I think it would be great if Django ORM supported atomic upserts without taking a lock on the row. I’m not sure what the api for that would look like, suggestions are welcome.

As for database support, PostgreSQL and SQLite support this syntax since PostgreSQL 9.5 and SQLite 3.24.0 respectively. MySQL and MariaDB do not support this natively, but it can be emulated using INSERT ... ON DUPLICATE KEY UPDATE syntax and creating a unique index on the columns.

Oracle apparently supports something similar using the vastly different MERGE statement syntax. That might be a bit of a challenge.

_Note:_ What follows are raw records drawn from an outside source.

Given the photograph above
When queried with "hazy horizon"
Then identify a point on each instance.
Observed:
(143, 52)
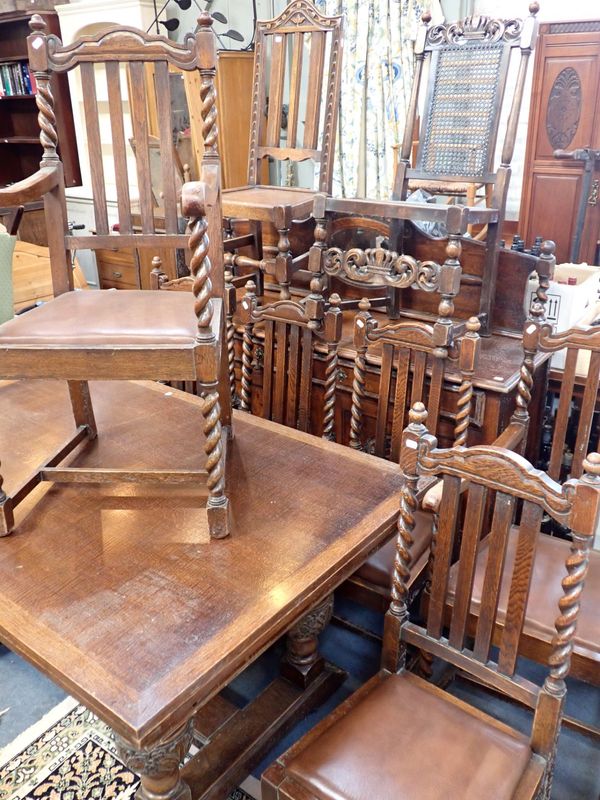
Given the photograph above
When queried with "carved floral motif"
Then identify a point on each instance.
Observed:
(564, 108)
(380, 267)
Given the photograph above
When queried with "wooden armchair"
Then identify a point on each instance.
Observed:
(290, 335)
(414, 358)
(537, 635)
(112, 335)
(437, 745)
(468, 63)
(297, 45)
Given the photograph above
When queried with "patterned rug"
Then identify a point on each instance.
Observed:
(69, 755)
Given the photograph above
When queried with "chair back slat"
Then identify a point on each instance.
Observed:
(385, 384)
(115, 106)
(139, 114)
(586, 415)
(281, 374)
(167, 161)
(562, 414)
(529, 529)
(289, 58)
(276, 85)
(443, 554)
(579, 344)
(306, 376)
(436, 382)
(293, 334)
(502, 520)
(474, 518)
(90, 108)
(314, 91)
(484, 473)
(400, 395)
(292, 379)
(417, 389)
(295, 86)
(268, 363)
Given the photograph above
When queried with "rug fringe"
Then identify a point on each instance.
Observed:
(31, 733)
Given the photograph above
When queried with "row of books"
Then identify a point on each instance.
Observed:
(16, 78)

Looking for feedback on this idea. Is this something that would be worth supporting in Django? I’ll admit it’s a bit of a niche feature, but it’s a very useful one in certain cases. I would love to get rid of the raw SQL query in wagtail-ab-testing and have something that works across all supported databases.

Storm

Change History (10)

comment:1 by Sarah Boyce, 20 months ago

Resolution:	→ wontfix
Status:	new → closed

Hi Storm!

I think it might be worth asking on the Django forum for help/input and then confirming if something new would need adding to Django (and what that would look like).
We also ask contributors to get feedback from the community through a forum discussion first, so we can confirm there is community consensus that we should add this feature

If you get positive feedback from the forum, can you link it back here and reopen the ticket?

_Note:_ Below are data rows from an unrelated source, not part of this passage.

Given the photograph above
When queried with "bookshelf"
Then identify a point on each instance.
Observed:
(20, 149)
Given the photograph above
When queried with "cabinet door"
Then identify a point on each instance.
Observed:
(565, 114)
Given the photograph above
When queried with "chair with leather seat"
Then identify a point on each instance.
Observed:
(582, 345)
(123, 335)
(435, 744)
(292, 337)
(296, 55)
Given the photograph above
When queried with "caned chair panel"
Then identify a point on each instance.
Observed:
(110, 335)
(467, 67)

It feels like what you need might be possible using a combination of force_insert and F expressions, but I'm not sure if I followed completely and I could be wrong

comment:2 by Storm Heg, 19 months ago

Thanks for the reply Sarah – and again, great meeting you at DjangoCon US 2024!

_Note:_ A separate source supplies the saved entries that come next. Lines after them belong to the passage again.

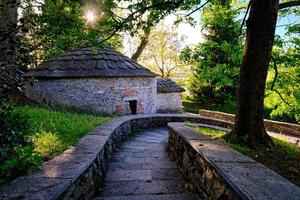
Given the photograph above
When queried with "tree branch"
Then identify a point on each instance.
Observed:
(273, 83)
(197, 8)
(288, 4)
(141, 12)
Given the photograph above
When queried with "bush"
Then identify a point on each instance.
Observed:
(23, 161)
(48, 145)
(16, 153)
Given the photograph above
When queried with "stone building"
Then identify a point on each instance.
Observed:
(102, 80)
(169, 98)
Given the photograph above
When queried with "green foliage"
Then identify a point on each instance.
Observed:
(48, 145)
(34, 134)
(54, 131)
(24, 161)
(216, 60)
(53, 27)
(284, 158)
(283, 95)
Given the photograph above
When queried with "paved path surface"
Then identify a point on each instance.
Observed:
(141, 170)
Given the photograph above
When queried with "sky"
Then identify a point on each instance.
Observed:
(192, 34)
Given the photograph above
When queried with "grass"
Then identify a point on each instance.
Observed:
(54, 131)
(227, 107)
(284, 158)
(194, 107)
(46, 133)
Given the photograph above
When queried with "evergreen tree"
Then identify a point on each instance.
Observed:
(216, 60)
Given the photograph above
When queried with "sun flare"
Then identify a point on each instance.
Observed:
(90, 16)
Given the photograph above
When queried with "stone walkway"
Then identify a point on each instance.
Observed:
(141, 170)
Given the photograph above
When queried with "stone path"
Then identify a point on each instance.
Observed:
(141, 170)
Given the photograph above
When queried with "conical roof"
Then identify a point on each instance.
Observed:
(166, 85)
(86, 62)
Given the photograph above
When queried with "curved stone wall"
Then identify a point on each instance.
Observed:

I wasn't aware that feature requests usually go through the forum. I've moved my request over there: https://forum.djangoproject.com/t/add-support-for-atomic-upserts/35813

comment:3 by Lily Foote, 19 months ago

Cc:	Lily Foote added
Resolution:	wontfix
Status:	closed → new
Triage Stage:	Unreviewed → Accepted

As discussed in the forum post, the most likely way forward with this is to update bulk_create to support general expressions in update_fields.

comment:4 by Simon Charette, 19 months ago

As a clarification the ORM already supports "atomic upsert" through bulk_create (as defined by INSERT ON CONFLICT DO UPDATE) but lacks a way to set the update value to anything but the value provided by the excluded row on conflict.

One thing that we'll need to figure out though is what field references (e.g. F or any str passed to expressions) should resolve to. Should it be the excluded row (the value specified for associated field of the instance passed to bulk_create), should it be the value of conflicting row, or should we allow both by requiring F('excluded__field') and F('conflicting__field') to be specified?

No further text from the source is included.